Más que bendecido yo me atrevería a decir que somos un país precavido. Y no es que esté menospreciando el poder de la mano divina, tan necesaria como efectiva, para librarnos de males peores, pero sin duda en los efectos originados por el terremoto de la semana pasada, vemos aplicada a la realidad aquella máxima de que a Dios rogando y con el mazo dando.
Si a sabiendas de que vivimos en un país propenso a eventos telúricos y ante el inminente sismo de gran magnitud anunciado hace más de 20 años en la península de Nicoya (no sabemos con exactitud si se cumplió la profecía o solamente nos dieron un anticipo), nos hubiéramos quedado de brazos cruzados, suplicando por la misericordia divina y rehuyendo la responsabilidad humana, es probable que hoy en lugar de estar contando la historia estuviéramos contando muertos entre los escombros.
Pero no, gracias a Dios y a nuestra capacidad previsora, desde hace tiempo atrás, supimos actuar con cautela y prevención, adoptando las medidas necesarias para que nuestra infraestructura y nuestra gente no se vieran ingratamente sorprendidas frente a los impredecibles embates de la naturaleza.
Contamos con un código sísmico de acatamiento obligatorio en las construcciones, desarrollamos planes de prevención y evacuación, ideamos protocolos de emergencia, realizamos investigaciones de campo exhaustivas, entre otras medidas que demuestran el manifiesto sentido de urgencia y prudencia con que nos hemos preparado para los tradicionales meneones.
Es cierto aún falta mucho por hacer, pero nada de lo logrado hasta la fecha anterior ha sido un golpe de suerte u obra de un milagro, sino, por el contrario, de un esfuerzo humano sostenido, liderado por un grupo interdisciplinario de especialistas que, desde la academia, los estudios o la política, han actuado con la previsión correspondiente para que los efectos provocados por el sismo no hayan sido los consecuentes con un evento de alto poder destructivo como el ocurrido.
Y en todo caso, si insistimos en atribuir el moderado impacto del sismo a una intercesión del Todopoderoso y al manto protector de la Virgen de Los Ángeles, que nos ha salvado no pocas veces, digamos que tanto ellos como nosotros contamos con la bendición de tener una legión de ángeles terrenales que han venido trabajando arduamente en la mitigación de desastres naturales, por más que los tilden de alarmistas o paranoicos extremistas.
Limitarnos a calificar los pocos daños materiales y la ausencia de víctimas mortales como un hecho milagroso que sobrepasa el entendimiento humano, lo considero: injusto para quienes se han partido el lomo para evitar que la naturaleza se salga con la suya, arriesgado para la población que podría verse arrastrada a un estado de conformismo que privilegie la oración sobre la acción y, finalmente, bastante egoísta para los países, menos afortunados, pero igual de creyentes, que no han corrido la misma suerte que nosotros con eventos de igual o menor intensidad.
Es más, me atrevo a decir que ni al mismo Dios le debe hacer mucha gracia de que lo señalemos como el único responsable de protegernos del movimiento sísmico.

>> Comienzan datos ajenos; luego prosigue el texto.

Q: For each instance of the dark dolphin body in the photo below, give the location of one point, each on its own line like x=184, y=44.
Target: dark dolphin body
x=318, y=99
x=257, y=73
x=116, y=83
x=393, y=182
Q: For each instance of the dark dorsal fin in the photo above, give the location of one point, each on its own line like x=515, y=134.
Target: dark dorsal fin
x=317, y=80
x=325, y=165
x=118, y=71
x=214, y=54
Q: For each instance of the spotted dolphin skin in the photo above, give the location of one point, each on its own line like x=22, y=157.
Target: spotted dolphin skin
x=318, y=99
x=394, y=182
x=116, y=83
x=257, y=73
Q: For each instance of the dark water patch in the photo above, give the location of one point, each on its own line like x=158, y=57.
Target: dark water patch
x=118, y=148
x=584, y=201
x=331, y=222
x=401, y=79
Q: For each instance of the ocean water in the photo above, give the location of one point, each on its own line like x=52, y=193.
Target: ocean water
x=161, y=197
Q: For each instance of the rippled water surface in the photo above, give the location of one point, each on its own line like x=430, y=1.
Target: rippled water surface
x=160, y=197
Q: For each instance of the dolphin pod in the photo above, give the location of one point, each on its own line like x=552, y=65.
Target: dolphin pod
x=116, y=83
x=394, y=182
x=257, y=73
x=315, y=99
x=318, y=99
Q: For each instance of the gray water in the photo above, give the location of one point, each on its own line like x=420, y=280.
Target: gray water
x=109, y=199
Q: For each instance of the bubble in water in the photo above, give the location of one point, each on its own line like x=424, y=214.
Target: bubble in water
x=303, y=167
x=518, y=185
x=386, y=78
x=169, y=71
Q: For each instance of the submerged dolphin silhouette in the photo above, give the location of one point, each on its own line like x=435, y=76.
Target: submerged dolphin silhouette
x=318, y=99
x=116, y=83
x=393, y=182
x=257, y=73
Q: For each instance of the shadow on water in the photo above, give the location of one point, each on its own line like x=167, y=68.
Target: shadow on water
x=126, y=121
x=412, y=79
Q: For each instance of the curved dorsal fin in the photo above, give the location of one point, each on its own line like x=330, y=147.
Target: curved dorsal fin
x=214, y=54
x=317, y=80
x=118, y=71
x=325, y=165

Es ponerlo en una situación comprometedora frente a los terremotos acaecidos en otras naciones que, al igual que Costa Rica, merecen la misma benevolencia divina. Recordemos que Dios es amor, no sólo para los costarricenses, sino para toda la humanidad, independientemente de nacionalidades, etnia, credo político o condición social y económica. El jamás va a preferir la muerte de un chileno o un haitiano por encima de la de un costarricense. Ni los desastres naturales, ni las guerras, ni los accidentes, ni la pobreza, ni la injusticia, reflejan la voluntad de Dios, por el contrario, evidencian la ausencia de Él en muchas áreas de nuestras vidas imperfectas.
Recurrir a la protección divina como escudo frente a lo incierto siempre es una buena elección, pero si ésta la combinamos con acciones humanas concretas el resultado puede ser mucho más positivo. ¡Ayudemos a la fe a mover montañas!